Financer son podcast grâce au crowdfunding : entretien avec Jonathan de France Greeters

En 2022, nous avons travaillé avec la Fédération France Greeters pour réaliser et produire le podcast Ailleurs Chez Nous, une série audio immersive en forme de reportage. Pour financer ce projet de podcast, les Greeters ont choisi de recourir au financement participatif à travers la plateforme de crowdfunding HelloAsso.

Aujourd’hui, nous nous entretenons avec Jonathan Huffstutler, président de la Fédération France Greeters. Il va nous expliquer pourquoi ils ont choisi ce mode de financement et comment ils ont réussi à lancer leur chaîne de podcast de destination grâce au crowdfunding.

Aparte Studio

Bonjour Jonathan comment vas-tu ? Est ce que tu pourrais nous en dire un peu plus sur toi et m’expliquer pourquoi avec les Greeters, vous avez décidé de créer un podcast de voyage ?

Jonathan de France Greeters

Je m’appelle Jonathan et je suis président de la Fédération France Greeters depuis septembre 2019. Alors, les Greeters, par définition, c’est une histoire de rencontre entre les gens. En fait, on essaie de rentrer en relation avec un visiteur venu d’ailleurs. Ce n’est pas forcément un touriste, mais c’est quelqu’un de curieux, quelqu’un qui veut voir ce qui se passe derrière le décor de carte postale d’une destination et qui veut partir à la rencontre des locaux. 

Nous nous inscrivons dans une démarche de slow tourisme, où on invite à prendre son temps. Et moi je préfère dire « se donner le temps » parce qu’on s’accorde en fait ce qu’on a de plus précieux.

Et donc le podcast, ce format long et immersif, nous paraissait complètement en adéquation avec cet objectif.

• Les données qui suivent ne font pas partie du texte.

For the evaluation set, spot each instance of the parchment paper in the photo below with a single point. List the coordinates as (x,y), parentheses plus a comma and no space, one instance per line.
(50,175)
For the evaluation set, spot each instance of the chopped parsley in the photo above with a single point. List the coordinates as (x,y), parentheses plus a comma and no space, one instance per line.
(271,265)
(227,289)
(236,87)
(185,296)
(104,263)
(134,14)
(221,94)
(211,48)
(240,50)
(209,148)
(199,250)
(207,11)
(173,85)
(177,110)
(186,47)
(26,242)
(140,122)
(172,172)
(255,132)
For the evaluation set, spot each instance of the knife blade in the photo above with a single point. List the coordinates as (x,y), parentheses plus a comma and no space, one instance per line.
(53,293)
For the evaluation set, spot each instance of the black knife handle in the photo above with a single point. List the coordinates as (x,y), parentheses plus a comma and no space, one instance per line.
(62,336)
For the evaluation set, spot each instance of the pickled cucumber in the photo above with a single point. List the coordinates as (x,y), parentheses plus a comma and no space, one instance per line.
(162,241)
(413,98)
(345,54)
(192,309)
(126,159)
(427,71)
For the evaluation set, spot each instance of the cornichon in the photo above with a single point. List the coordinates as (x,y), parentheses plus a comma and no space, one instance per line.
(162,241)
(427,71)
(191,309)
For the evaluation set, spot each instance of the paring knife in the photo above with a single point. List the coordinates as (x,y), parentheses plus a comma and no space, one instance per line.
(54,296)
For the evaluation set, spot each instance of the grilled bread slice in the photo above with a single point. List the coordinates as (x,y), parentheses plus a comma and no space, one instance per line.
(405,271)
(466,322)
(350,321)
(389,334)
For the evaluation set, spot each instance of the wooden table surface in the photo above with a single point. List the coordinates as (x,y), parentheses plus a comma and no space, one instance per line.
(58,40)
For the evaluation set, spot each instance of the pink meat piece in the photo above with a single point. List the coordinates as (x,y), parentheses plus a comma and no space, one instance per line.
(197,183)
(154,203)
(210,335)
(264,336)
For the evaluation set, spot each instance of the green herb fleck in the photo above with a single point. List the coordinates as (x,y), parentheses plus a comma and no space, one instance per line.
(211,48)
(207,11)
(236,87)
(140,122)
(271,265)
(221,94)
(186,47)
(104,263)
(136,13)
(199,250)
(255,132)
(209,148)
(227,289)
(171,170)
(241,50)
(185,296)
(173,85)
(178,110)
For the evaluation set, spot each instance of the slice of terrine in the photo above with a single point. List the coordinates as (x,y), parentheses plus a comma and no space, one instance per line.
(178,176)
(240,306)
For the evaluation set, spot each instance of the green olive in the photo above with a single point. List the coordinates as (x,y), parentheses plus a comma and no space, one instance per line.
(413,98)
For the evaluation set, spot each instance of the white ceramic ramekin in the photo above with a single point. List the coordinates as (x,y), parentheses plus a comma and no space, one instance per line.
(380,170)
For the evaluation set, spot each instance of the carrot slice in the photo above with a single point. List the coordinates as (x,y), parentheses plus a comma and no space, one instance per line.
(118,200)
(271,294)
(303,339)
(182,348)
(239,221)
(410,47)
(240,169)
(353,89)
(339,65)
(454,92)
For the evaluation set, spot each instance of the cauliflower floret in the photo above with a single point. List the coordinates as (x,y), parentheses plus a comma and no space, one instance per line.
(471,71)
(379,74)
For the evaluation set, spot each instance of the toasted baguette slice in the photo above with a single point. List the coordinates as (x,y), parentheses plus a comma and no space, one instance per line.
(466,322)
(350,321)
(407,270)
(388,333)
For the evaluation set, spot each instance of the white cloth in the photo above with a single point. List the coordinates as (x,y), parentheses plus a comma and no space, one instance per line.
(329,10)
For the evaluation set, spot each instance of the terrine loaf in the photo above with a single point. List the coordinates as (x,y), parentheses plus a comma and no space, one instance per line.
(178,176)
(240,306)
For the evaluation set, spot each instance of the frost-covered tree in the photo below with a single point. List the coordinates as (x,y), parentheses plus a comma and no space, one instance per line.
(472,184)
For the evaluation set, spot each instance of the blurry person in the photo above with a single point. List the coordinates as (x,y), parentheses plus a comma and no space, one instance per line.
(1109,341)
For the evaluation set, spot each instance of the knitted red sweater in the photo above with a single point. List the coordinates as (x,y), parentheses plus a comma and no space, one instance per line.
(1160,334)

On avait aussi une autre problématique qui était celle de ne pas véhiculer l’image d’une association qui propose de la prestation touristique, des visites ou des activités, de la consommation de voyage. On voulait que par la voix, par le son, les auditeurs comprennent l’ambiance et l’importance de la relation humaine dans le voyage. 

Aparte Studio

Alors toi tu es déjà sensibilisé au podcast, mais ce n’est pas le cas de tout le monde. Comment as tu réussi à convaincre les autres membres de l’association qui ne sont peut être pas consommateurs d’audio digital ?

Jonathan de France Greeters

Alors en fait, j’ai eu plusieurs difficultés. La première, c’était évidemment la moyenne d’âge des bénévoles de l’association qui est bien au-dessus de celles des auditeurs de podcast. Donc il faut expliquer un petit peu. Mais finalement, j’ai eu très peu de réticence par rapport à ce format et dès qu’ils se sont mis à écouter un premier podcast, ils ont tout de suite trouvé des avantages. Et je n’ai même plus eu à les convaincre.

Par contre, le nerf de la guerre c’est le financement et en tant qu’association, on s’est posé la question de comment on va faire ? J’ai du convaincre les personnes d’investir en co-financement 2000€ par épisode pour créer quelque chose de qualitatif. Et je pense que c’est ça qui a été le plus difficile.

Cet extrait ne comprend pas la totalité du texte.